April 25, 2009 · 78 Comments

Today someone sent me a link to a post from a GoGaRuCo attendee who is upset about one of the presentations. This talk is titled “CouchDB + Ruby: Perform Like a Pr0n Star”. The attendee says,

“If he had left it at a few introductory jokes, I would be writing a very different post. Instead the porn references continued with images of scantily-clad women gratuitously splashed across technical diagrams and intro slides. As he got into code snippets, he inserted interstitial images every few slides. The first time it happened, he mentioned that he wanted to keep everyone’s attention. It had the reverse effect. This technique was distracting and disrespectful to an audience who, frankly, is turned on by code. This crowd had just watch hour upon hour of code slide shows and live irb sessions, often on the edge of their seats as they absorbed the latest whiz-bang plugin or coding technique from one of the masters.”
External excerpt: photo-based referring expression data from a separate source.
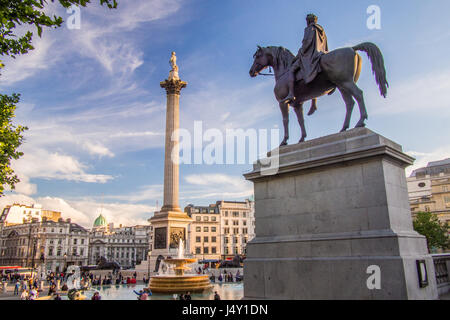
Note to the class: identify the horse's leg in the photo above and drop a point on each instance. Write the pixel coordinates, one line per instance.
(284, 107)
(313, 107)
(298, 108)
(356, 92)
(349, 104)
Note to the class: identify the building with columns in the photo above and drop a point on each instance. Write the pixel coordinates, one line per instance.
(46, 245)
(221, 230)
(204, 231)
(128, 246)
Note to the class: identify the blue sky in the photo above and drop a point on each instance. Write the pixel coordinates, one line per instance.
(96, 113)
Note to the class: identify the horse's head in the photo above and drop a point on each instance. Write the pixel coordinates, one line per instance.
(261, 61)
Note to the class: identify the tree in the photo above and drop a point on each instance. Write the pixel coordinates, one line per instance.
(428, 224)
(29, 13)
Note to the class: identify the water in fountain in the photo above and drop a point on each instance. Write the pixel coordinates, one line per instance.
(180, 249)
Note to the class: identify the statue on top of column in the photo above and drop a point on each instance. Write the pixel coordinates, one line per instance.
(173, 75)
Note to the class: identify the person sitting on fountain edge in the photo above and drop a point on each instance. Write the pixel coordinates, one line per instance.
(314, 45)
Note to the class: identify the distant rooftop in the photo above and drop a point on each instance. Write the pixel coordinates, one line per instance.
(433, 168)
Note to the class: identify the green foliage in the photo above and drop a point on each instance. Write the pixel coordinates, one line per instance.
(10, 140)
(15, 13)
(30, 12)
(428, 224)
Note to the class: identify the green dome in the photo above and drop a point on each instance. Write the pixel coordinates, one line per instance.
(100, 221)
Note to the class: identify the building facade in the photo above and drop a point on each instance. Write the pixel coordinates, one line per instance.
(204, 231)
(221, 230)
(128, 246)
(33, 237)
(429, 190)
(46, 244)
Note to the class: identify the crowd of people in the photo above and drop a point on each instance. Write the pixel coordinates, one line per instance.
(227, 277)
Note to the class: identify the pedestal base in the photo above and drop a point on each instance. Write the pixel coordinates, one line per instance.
(335, 223)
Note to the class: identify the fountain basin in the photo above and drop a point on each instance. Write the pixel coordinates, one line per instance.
(180, 284)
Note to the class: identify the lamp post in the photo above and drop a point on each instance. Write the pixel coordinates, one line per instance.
(65, 262)
(149, 254)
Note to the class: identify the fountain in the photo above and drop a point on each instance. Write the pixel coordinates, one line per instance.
(180, 282)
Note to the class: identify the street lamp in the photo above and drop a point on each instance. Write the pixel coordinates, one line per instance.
(149, 255)
(65, 262)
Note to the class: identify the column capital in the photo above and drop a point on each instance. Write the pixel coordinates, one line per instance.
(173, 86)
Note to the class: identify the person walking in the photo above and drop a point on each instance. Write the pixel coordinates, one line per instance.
(96, 296)
(16, 288)
(24, 295)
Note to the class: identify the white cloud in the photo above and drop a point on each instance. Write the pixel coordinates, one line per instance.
(425, 93)
(85, 211)
(216, 187)
(39, 163)
(97, 149)
(144, 193)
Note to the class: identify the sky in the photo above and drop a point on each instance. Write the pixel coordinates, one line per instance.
(96, 113)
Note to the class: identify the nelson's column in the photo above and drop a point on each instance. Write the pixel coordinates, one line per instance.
(170, 224)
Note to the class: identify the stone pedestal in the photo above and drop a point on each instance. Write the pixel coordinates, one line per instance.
(336, 211)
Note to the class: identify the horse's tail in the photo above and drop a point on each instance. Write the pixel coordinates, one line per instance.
(376, 58)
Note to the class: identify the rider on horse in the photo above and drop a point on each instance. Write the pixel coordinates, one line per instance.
(314, 45)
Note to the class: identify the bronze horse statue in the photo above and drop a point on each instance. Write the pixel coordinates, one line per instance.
(340, 69)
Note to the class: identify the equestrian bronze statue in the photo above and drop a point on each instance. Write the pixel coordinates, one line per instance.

You can go to the post and read the comments. In fact, go read it and come back to this. The reaction (from women and men both) is mixed, and heated. No big shock, right? If I knew the presenter, I’d want to tell him, “Seriously? Didn’t you see this one coming?”. Because here’s what I see:

I’ve been a member of the Ruby community for three years, and for the first year of that, I didn’t know any women working with Ruby. This has changed, especially thanks to DevChix, but it’s still pretty normal for me to be the only woman in the room at Pdx.rb meetings. Women are a tiny minority in the Ruby world, and we know it. Even before someone says, “hey, it’s cool to see women working with Ruby”. (These sorts of comments are often heard as “holy cow, there’s a chick in this room.” It’s not an issue of intent. It’s that we already felt like we have a blinking arrow over our heads.)

And since we’re a minority, and we often encounter awkward responses to that, we feel marginalized. We also tend to feel marginalized when we encounter sexualized images when we’re in a room full of men we don’t know very well. Even women who like porn can feel that way. It doesn’t have anything to do with whether we like sexual content, it’s whether we’re okay with seeing it in a professional context. Some women may be fine with this (especially if they know the presenter), some may find it tacky and awkward, and some may have the immediate urge to flee the room and be anywhere else right now.

I struggle constantly, as a member of this female minority in Ruby and technology in general, to negotiate a representation of my sexuality that gives me a comfortable working space, but without feeling like I’ve compromised some part of my identity. I’m not female by default (because of my physical body); I have a gendered identity. I have a sexual identity too, parts of which used to be more public before I started working in the technology world. I know I’m not the only one who is frustrated trying to deal with this.

“Being professional” for women often involves making sure we dress to an appropriate level of modesty (the men I know worry more about hygiene and not being too casual or formal). Similar standards apply to content and communications. NSFW is the shorthand for “sexual content found here” for a reason. We can argue about what the appropriate level of sexuality in professional contexts should be, but for many people this is already set, either by their employer, their colleagues, or their own comfort level.

Here’s another problem in this tangle: Ruby (and Rails in particular) loves the rock star image. You see it in job posts, how people talk about their work, and the way Rubyists rant on their blogs. It’s macho, it can be offputting to both genders, and it makes it easy in this kind of situation to say, “what’s your problem? I’m just busy being awesome”. It’s also a significant barrier to adoption for people who aren’t already a part of this culture, and don’t find it appealing. There’s a great comment on that blog post:

“I understand that the ruby community prides itself on its un- or anti-professionalism. But some professional norms exist for very good reasons: because they make it easier for people of different backgrounds and life experiences to come together and work productively and respectfully.”

I care about all of this because I love Ruby. I love the work I do, and I think I’m good at it. I want everyone to be able to experience the joy of working with Ruby, including other women. Like I said above, I have a gendered identity, it’s important to me, and I don’t want to have to “act like a guy” in order to be here. I am very frustrated that the Ruby and Rails leadership is male-dominated and does not seem to view the lack of female participation as a significant threat to the health of the technology (as well as the community). Over the last three years, I’ve carved out a pretty good space for myself. I’m even working on a conference about open source world domination. But world domination requires an inclusive culture, and I think the discussion about this GoGaRuCo presentation demonstrates how far Ruby has to go still.

I’m not mentioning anyone’s name here because I think the presenter, the GoGaRuCo organizers, and everyone involved is trying their best. I’m writing this because we have a serious cultural problem (which is a microcosm of some bigger cultural problems, outside Ruby) and so far we have failed to address how we can work toward keeping Ruby fun, without excluding who want to work with the technology but find these aspects of the culture unwelcoming. Let’s start talking about how we can make this better.